The Diplomatic Academy of Vienna (DA) offers post-graduate training for the varied challenges of an international career. The DA equips its students with the academic qualifications, language training, intercultural competences and management skills, which are essential and often decisive prerequisites for many international professions and a subsequent interesting career. Furthermore, the DA offers a Summer Course for German as a foreign language and Austrian Studies.  In addition to its study programmes, the DA organizes conferences and a great number of public lectures with well-known political, diplomatic, business and cultural figures. Publications of the DA (“Favorita Papers”) offer substantive contributions from academicians taken from selected conferences in the field of international relations.


The Austrian Marshall Plan Foundation was initiated with a financial allocation from the ERP Fund. The Foundation’s mission is to foster knowledge transfer between the USA and Austria. The Foundation benefits from and supports the cooperation between Austrian and American universities and academics. The activities of the foundation are carried out in the framework of: (Guest) professorships in the USA and Austria; Conferences, lectures and symposia in the USA and Austria; Post Graduate/Research Fellowships in the USA and Austria.

The Media, Inequality and Change Center (MIC) is a collaboration between the University of Pennsylvania’s Annenberg School and Rutgers University’s School of Communication and Information. The Center explores the intersections between media, democracy, technology, policy, and social justice. MIC produces engaged research and analysis while collaborating with community leaders to help support activist initiatives and policy interventions. The Center’s objective is to develop a local-to-national strategy that focuses on communication issues important to local communities and social movements in the region, while also addressing how these local issues intersect with national and international policy challenges.

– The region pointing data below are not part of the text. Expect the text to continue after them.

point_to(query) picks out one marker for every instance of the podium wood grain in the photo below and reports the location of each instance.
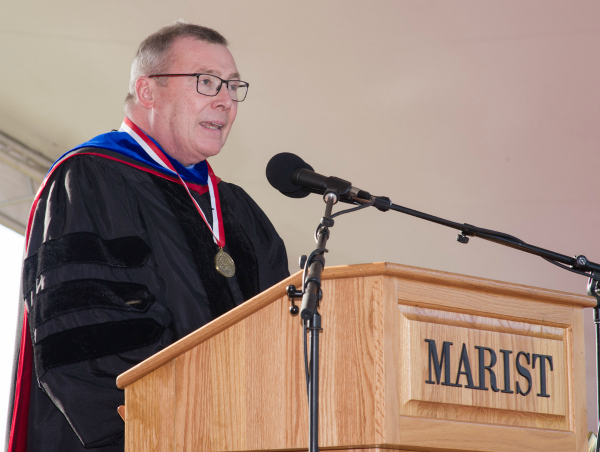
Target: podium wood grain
(238, 383)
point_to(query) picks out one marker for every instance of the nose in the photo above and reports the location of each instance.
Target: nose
(222, 100)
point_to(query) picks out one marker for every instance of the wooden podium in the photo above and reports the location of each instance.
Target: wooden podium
(411, 359)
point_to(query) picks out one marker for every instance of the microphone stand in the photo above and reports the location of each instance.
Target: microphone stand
(313, 267)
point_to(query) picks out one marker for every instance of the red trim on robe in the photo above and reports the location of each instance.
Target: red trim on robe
(20, 414)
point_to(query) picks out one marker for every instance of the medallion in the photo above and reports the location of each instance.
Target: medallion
(224, 264)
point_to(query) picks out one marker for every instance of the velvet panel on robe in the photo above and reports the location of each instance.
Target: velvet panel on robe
(119, 266)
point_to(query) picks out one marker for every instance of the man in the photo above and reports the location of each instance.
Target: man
(134, 243)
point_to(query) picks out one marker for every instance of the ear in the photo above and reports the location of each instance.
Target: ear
(144, 88)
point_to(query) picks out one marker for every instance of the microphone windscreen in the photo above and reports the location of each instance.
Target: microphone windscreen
(279, 174)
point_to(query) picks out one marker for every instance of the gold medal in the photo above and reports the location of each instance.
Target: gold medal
(224, 264)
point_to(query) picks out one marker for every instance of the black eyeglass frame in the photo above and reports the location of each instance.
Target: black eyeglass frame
(226, 82)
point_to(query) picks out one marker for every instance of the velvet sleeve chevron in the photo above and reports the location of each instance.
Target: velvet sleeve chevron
(91, 286)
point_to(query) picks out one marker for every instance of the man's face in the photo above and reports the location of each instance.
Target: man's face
(190, 126)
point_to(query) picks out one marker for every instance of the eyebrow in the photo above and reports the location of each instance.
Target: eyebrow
(233, 76)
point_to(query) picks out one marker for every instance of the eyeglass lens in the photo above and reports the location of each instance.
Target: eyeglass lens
(209, 85)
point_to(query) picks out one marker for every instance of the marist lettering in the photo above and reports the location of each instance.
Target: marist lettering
(487, 359)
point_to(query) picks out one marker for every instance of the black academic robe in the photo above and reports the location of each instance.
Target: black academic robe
(119, 265)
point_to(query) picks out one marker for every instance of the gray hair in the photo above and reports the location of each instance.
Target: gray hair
(153, 56)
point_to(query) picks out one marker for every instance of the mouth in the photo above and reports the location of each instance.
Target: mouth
(212, 125)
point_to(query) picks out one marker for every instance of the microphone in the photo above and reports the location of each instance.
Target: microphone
(295, 178)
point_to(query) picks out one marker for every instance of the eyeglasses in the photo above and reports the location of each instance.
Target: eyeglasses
(210, 85)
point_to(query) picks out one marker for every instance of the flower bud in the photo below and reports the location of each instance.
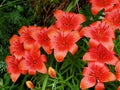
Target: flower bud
(52, 72)
(29, 84)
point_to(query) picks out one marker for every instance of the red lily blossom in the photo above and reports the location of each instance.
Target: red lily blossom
(34, 61)
(13, 68)
(118, 88)
(41, 37)
(63, 42)
(26, 36)
(99, 32)
(117, 69)
(68, 21)
(100, 54)
(113, 17)
(96, 73)
(16, 47)
(98, 5)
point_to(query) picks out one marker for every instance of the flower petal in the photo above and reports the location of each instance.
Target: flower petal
(87, 82)
(14, 76)
(73, 49)
(99, 86)
(42, 68)
(60, 55)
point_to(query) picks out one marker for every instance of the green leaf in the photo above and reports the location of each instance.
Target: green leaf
(72, 5)
(117, 45)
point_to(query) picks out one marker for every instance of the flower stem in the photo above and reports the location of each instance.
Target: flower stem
(45, 82)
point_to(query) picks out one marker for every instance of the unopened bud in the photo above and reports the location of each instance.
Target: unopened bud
(52, 72)
(30, 85)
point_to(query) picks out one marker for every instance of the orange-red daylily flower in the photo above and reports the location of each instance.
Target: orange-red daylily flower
(52, 72)
(41, 37)
(117, 69)
(68, 21)
(98, 5)
(63, 42)
(113, 17)
(26, 36)
(30, 85)
(96, 73)
(99, 32)
(13, 68)
(100, 54)
(118, 88)
(16, 47)
(34, 61)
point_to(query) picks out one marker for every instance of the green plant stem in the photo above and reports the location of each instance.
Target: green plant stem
(23, 82)
(45, 82)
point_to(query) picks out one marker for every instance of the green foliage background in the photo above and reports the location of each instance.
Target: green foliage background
(17, 13)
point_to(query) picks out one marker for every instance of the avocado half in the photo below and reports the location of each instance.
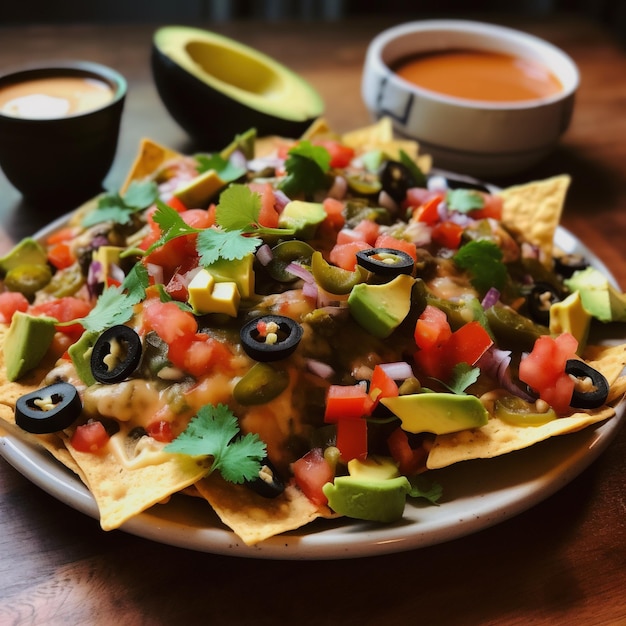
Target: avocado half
(216, 88)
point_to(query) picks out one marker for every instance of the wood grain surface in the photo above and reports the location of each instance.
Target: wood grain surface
(561, 562)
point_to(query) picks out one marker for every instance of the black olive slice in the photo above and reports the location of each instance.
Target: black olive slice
(121, 346)
(593, 389)
(567, 264)
(396, 179)
(268, 484)
(49, 409)
(385, 261)
(285, 337)
(541, 297)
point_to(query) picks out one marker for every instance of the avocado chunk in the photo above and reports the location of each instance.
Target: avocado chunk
(26, 252)
(197, 193)
(380, 309)
(570, 316)
(374, 491)
(601, 299)
(214, 86)
(26, 343)
(437, 413)
(302, 217)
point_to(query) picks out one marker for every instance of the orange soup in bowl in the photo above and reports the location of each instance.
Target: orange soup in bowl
(54, 97)
(480, 75)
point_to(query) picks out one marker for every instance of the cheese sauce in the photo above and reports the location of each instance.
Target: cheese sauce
(480, 75)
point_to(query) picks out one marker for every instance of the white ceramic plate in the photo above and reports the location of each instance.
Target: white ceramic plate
(477, 495)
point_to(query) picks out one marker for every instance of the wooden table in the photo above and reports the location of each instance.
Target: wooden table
(562, 562)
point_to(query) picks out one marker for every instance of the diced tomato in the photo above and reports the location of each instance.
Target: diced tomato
(10, 303)
(61, 255)
(65, 309)
(428, 212)
(468, 344)
(440, 349)
(89, 437)
(352, 439)
(491, 209)
(447, 234)
(167, 320)
(432, 328)
(344, 255)
(382, 385)
(410, 460)
(340, 155)
(544, 370)
(387, 241)
(176, 204)
(160, 430)
(64, 234)
(199, 354)
(311, 473)
(347, 402)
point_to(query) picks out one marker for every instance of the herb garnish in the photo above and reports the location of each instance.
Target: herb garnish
(214, 432)
(120, 209)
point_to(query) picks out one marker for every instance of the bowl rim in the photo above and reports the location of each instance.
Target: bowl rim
(62, 67)
(506, 34)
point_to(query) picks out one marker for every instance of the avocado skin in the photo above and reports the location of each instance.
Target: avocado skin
(211, 118)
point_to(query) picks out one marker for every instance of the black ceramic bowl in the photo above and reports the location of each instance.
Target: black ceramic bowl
(67, 157)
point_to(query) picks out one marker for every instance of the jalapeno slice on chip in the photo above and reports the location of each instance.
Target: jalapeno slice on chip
(270, 337)
(116, 354)
(49, 409)
(592, 389)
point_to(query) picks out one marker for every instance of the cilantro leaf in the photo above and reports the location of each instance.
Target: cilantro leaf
(214, 432)
(238, 209)
(231, 245)
(483, 260)
(421, 488)
(463, 375)
(115, 208)
(464, 200)
(307, 166)
(113, 307)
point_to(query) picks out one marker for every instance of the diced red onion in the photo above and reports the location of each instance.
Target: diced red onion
(155, 272)
(400, 370)
(264, 254)
(491, 297)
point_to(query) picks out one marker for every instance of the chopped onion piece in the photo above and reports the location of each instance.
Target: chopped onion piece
(400, 370)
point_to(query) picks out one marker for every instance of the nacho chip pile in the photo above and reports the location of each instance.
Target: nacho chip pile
(264, 237)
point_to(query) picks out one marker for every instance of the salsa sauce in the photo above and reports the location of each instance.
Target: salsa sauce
(480, 75)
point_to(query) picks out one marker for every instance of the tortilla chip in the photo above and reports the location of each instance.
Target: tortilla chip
(122, 493)
(534, 211)
(150, 157)
(254, 518)
(498, 437)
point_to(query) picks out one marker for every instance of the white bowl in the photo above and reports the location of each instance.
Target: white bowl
(479, 138)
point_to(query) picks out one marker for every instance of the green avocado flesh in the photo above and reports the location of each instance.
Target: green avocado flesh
(26, 343)
(262, 91)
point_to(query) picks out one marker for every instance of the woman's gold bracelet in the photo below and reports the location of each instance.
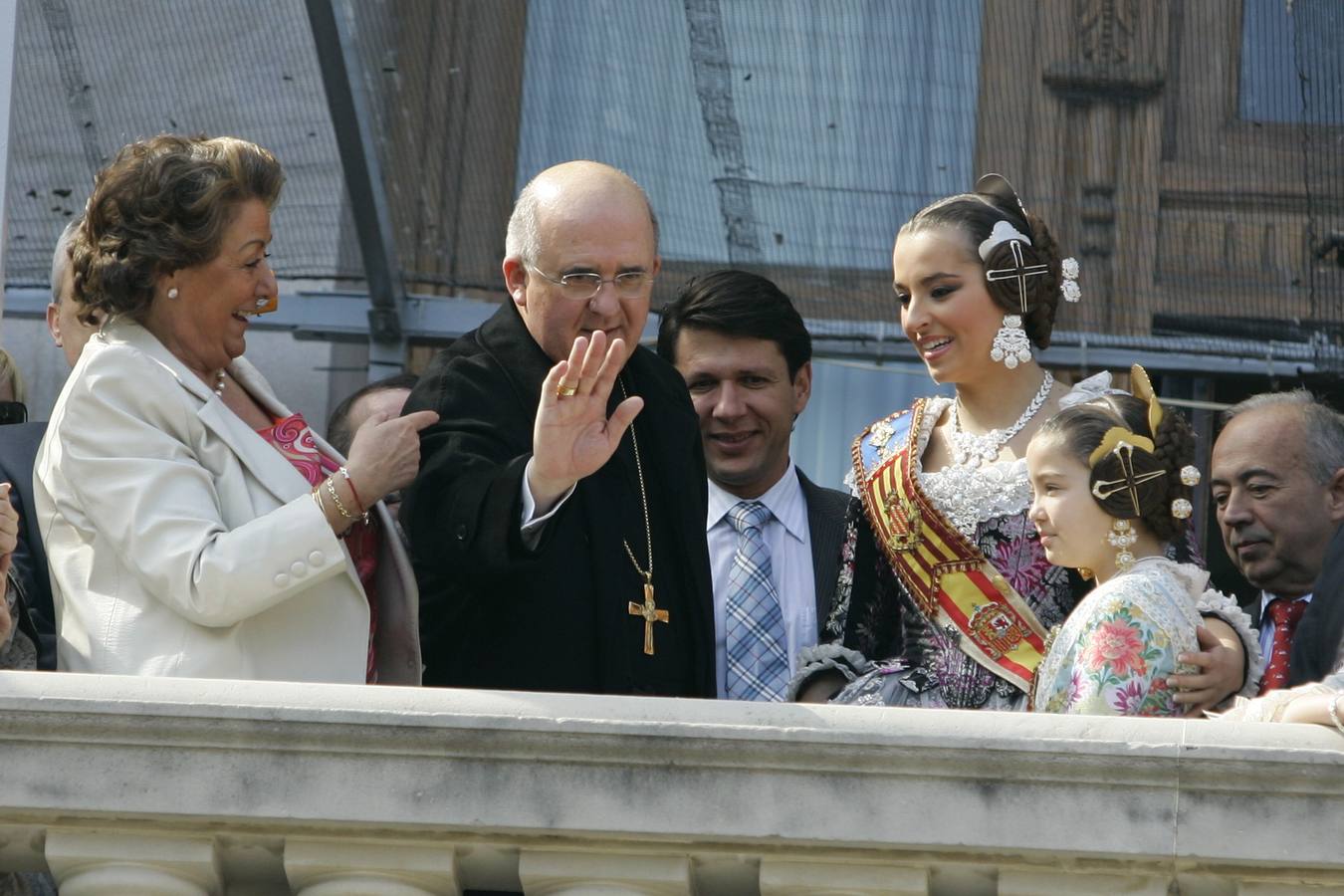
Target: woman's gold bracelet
(340, 506)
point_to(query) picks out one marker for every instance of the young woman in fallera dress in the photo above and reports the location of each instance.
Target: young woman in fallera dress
(945, 594)
(1112, 480)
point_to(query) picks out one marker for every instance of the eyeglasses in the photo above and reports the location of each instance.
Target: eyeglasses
(580, 288)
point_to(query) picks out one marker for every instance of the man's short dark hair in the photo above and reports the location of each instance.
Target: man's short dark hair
(337, 425)
(737, 304)
(1323, 429)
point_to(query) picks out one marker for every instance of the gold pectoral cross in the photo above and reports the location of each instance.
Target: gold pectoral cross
(651, 612)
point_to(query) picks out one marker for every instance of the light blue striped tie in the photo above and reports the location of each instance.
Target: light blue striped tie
(757, 653)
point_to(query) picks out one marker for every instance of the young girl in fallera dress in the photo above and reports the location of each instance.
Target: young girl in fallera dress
(1112, 480)
(945, 595)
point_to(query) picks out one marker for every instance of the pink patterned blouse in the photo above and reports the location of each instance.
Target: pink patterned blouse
(295, 441)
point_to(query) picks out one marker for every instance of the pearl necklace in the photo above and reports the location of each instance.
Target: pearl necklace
(972, 450)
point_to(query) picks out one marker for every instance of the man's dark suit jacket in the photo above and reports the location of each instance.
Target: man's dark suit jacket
(1316, 645)
(498, 614)
(825, 522)
(18, 450)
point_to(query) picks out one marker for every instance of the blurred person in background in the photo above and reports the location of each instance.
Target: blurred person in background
(14, 394)
(1278, 495)
(70, 324)
(383, 399)
(194, 524)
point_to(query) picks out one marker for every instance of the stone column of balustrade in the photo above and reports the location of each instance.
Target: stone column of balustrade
(127, 864)
(341, 868)
(546, 873)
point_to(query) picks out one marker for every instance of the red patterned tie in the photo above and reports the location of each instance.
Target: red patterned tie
(1286, 614)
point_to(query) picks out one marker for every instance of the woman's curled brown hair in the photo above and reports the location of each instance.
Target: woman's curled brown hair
(160, 206)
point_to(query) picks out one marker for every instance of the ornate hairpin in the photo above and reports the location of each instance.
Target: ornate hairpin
(1068, 285)
(1113, 462)
(1020, 270)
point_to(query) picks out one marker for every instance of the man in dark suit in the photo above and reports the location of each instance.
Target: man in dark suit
(746, 358)
(70, 326)
(557, 543)
(1277, 483)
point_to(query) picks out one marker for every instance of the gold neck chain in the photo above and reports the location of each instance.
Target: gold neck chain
(644, 503)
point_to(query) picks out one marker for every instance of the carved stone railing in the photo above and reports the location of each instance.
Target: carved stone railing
(141, 786)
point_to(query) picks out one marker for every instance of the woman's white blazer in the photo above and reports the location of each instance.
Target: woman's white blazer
(181, 543)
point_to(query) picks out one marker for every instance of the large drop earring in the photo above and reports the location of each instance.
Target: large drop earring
(1010, 344)
(1122, 538)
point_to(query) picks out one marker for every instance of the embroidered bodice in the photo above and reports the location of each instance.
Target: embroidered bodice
(970, 496)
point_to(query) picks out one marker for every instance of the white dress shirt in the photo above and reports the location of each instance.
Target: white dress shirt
(789, 541)
(1267, 622)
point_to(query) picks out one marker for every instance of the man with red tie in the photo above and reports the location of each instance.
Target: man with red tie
(1278, 489)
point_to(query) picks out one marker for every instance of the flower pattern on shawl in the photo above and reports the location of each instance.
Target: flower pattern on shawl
(1116, 645)
(1021, 561)
(1128, 699)
(1116, 660)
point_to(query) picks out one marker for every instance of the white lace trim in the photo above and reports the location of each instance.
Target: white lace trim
(1220, 604)
(970, 496)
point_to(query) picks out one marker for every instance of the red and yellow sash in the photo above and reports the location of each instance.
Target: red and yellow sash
(947, 575)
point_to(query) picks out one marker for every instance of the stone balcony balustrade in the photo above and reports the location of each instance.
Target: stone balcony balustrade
(173, 787)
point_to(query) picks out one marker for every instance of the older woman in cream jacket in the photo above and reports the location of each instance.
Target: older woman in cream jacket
(195, 526)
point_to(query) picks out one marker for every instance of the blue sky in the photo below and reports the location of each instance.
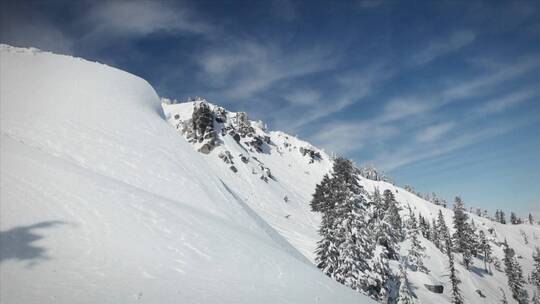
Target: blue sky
(442, 95)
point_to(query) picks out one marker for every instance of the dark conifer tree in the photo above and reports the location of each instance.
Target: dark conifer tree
(443, 230)
(513, 219)
(515, 276)
(454, 280)
(535, 275)
(416, 254)
(462, 235)
(485, 249)
(405, 294)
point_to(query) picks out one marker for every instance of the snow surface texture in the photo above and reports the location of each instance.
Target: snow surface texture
(295, 174)
(102, 201)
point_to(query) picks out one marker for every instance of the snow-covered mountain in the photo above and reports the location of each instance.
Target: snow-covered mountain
(102, 200)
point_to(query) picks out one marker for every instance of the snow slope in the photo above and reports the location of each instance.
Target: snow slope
(102, 201)
(295, 176)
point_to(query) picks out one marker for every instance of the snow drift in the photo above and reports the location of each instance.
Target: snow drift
(102, 202)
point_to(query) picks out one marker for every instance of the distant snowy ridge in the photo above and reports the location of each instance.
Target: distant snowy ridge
(102, 203)
(285, 155)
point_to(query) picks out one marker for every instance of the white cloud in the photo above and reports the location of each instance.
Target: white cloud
(110, 19)
(413, 153)
(434, 132)
(438, 48)
(22, 30)
(244, 68)
(304, 97)
(501, 104)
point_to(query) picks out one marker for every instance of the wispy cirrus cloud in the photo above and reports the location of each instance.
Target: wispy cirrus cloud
(505, 102)
(443, 46)
(127, 19)
(434, 132)
(391, 160)
(412, 117)
(241, 69)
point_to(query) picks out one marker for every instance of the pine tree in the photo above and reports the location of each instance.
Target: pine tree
(393, 214)
(535, 299)
(515, 276)
(424, 226)
(454, 280)
(462, 235)
(474, 239)
(435, 237)
(504, 300)
(354, 243)
(485, 249)
(513, 218)
(443, 231)
(405, 295)
(535, 275)
(324, 200)
(502, 217)
(321, 201)
(416, 251)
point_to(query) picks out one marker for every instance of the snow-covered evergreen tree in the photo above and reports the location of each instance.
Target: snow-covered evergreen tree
(424, 226)
(504, 300)
(393, 216)
(535, 274)
(515, 276)
(355, 243)
(462, 235)
(485, 249)
(454, 280)
(435, 237)
(416, 253)
(405, 294)
(442, 231)
(513, 218)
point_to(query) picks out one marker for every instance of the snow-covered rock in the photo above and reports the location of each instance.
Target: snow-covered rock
(102, 201)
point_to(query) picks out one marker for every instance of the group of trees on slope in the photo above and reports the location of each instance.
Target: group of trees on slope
(361, 234)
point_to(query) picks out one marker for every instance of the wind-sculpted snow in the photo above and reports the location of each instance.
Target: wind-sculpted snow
(102, 203)
(297, 167)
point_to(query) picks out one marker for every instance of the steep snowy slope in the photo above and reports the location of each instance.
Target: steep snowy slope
(102, 201)
(246, 154)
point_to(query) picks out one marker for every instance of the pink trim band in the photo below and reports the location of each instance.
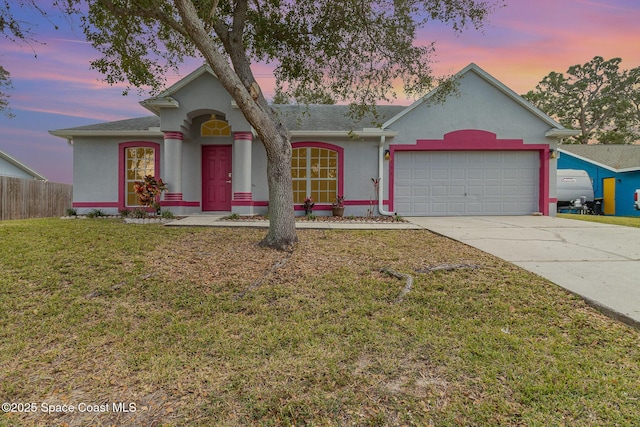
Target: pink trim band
(172, 197)
(242, 197)
(243, 136)
(179, 203)
(95, 205)
(478, 140)
(173, 135)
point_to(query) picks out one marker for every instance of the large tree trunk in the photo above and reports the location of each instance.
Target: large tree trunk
(241, 85)
(282, 225)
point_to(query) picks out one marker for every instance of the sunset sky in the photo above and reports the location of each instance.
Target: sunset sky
(524, 41)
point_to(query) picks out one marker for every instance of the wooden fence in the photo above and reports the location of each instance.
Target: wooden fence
(28, 198)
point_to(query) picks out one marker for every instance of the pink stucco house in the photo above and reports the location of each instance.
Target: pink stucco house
(484, 151)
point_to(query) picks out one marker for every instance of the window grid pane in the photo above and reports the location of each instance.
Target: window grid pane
(315, 173)
(140, 162)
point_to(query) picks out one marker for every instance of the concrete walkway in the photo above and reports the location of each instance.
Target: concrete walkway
(599, 262)
(216, 221)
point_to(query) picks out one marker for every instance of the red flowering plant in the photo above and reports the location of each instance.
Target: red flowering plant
(149, 190)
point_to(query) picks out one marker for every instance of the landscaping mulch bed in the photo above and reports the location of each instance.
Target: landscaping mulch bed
(314, 218)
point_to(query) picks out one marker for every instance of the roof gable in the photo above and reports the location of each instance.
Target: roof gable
(4, 157)
(473, 68)
(617, 158)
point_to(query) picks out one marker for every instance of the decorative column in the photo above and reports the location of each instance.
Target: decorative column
(241, 180)
(173, 166)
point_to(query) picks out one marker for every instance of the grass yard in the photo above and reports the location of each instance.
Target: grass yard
(200, 327)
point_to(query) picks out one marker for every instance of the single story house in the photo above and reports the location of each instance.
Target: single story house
(483, 151)
(613, 169)
(13, 168)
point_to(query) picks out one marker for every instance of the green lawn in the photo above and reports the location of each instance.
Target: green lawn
(200, 327)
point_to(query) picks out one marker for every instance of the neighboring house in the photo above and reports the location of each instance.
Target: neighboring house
(614, 171)
(485, 151)
(13, 168)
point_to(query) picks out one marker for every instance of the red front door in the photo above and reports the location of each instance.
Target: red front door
(216, 177)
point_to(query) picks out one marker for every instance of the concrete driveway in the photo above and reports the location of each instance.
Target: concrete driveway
(599, 262)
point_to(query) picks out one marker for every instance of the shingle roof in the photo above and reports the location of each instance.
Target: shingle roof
(296, 117)
(614, 156)
(332, 117)
(136, 124)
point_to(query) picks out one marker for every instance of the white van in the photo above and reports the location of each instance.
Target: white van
(574, 185)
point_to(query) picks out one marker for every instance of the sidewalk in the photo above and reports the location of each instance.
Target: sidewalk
(215, 221)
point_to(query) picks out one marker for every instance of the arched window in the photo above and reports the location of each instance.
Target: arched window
(137, 159)
(315, 169)
(215, 127)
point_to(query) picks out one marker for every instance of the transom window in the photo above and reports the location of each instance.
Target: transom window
(315, 173)
(140, 162)
(215, 127)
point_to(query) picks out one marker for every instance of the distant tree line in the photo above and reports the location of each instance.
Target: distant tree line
(597, 98)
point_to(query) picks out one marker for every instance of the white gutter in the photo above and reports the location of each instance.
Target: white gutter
(381, 209)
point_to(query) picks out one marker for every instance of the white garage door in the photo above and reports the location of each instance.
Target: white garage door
(442, 183)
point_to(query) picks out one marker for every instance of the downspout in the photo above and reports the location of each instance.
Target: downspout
(381, 209)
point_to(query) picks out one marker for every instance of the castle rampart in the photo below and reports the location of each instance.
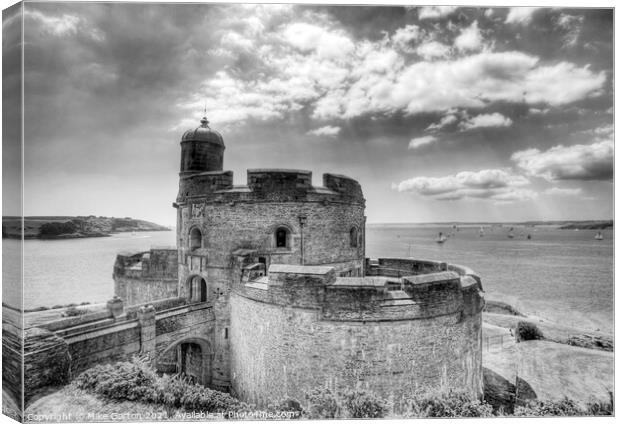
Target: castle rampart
(146, 276)
(268, 294)
(303, 327)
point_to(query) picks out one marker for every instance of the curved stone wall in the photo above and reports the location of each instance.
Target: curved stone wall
(301, 330)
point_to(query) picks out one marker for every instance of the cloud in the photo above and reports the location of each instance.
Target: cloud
(556, 191)
(435, 12)
(473, 81)
(470, 38)
(326, 43)
(577, 162)
(421, 141)
(329, 131)
(493, 184)
(570, 26)
(317, 66)
(486, 121)
(520, 15)
(433, 50)
(446, 121)
(404, 37)
(63, 25)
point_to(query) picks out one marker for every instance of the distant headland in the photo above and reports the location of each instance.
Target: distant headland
(69, 227)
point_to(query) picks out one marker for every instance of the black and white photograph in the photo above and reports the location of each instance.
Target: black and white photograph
(253, 211)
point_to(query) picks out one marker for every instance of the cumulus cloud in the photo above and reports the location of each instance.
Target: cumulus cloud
(328, 130)
(493, 184)
(571, 26)
(321, 67)
(577, 162)
(421, 141)
(432, 50)
(327, 43)
(486, 121)
(435, 12)
(469, 82)
(520, 15)
(470, 38)
(556, 191)
(404, 37)
(445, 121)
(63, 25)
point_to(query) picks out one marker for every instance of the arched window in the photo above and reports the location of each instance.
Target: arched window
(197, 289)
(353, 237)
(195, 239)
(281, 237)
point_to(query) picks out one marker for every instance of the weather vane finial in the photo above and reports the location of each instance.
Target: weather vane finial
(204, 121)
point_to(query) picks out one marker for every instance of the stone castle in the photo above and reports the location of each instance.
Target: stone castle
(268, 294)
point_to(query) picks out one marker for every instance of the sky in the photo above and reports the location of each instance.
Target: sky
(441, 113)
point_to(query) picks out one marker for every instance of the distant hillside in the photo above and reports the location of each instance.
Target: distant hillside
(588, 225)
(64, 227)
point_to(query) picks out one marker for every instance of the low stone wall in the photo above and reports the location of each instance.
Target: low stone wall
(47, 361)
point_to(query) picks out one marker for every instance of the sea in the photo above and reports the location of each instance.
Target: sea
(564, 276)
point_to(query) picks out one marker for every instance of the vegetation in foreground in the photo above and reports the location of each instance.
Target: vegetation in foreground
(137, 381)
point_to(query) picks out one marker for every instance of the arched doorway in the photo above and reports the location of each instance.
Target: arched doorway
(190, 357)
(197, 289)
(189, 362)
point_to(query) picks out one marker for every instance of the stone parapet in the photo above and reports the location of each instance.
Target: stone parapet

Perry World House at the University of Pennsylvania (PWH) is a global policy research center that aims to advance interdisciplinary, policy-relevant research on the world’s most urgent global affairs challenges. At a time of increasing ideological division and the politicization of policymaking, PWH will draw on the wide range of expertise found across Penn’s 12 Schools, connecting Penn with policymakers, practitioners, and researchers from around the world to develop and advance innovative policy proposals. Housed at the new, state-of-the-art building at the center of Penn’s campus, PWH is uniquely positioned to convene world leaders, cutting-edge practitioners, and top intellectuals engaged on these vital topics. Our high-level workshops, conferences, engagements, and publications link Penn to the global policy community so that the best ideas have impact now when they are needed most.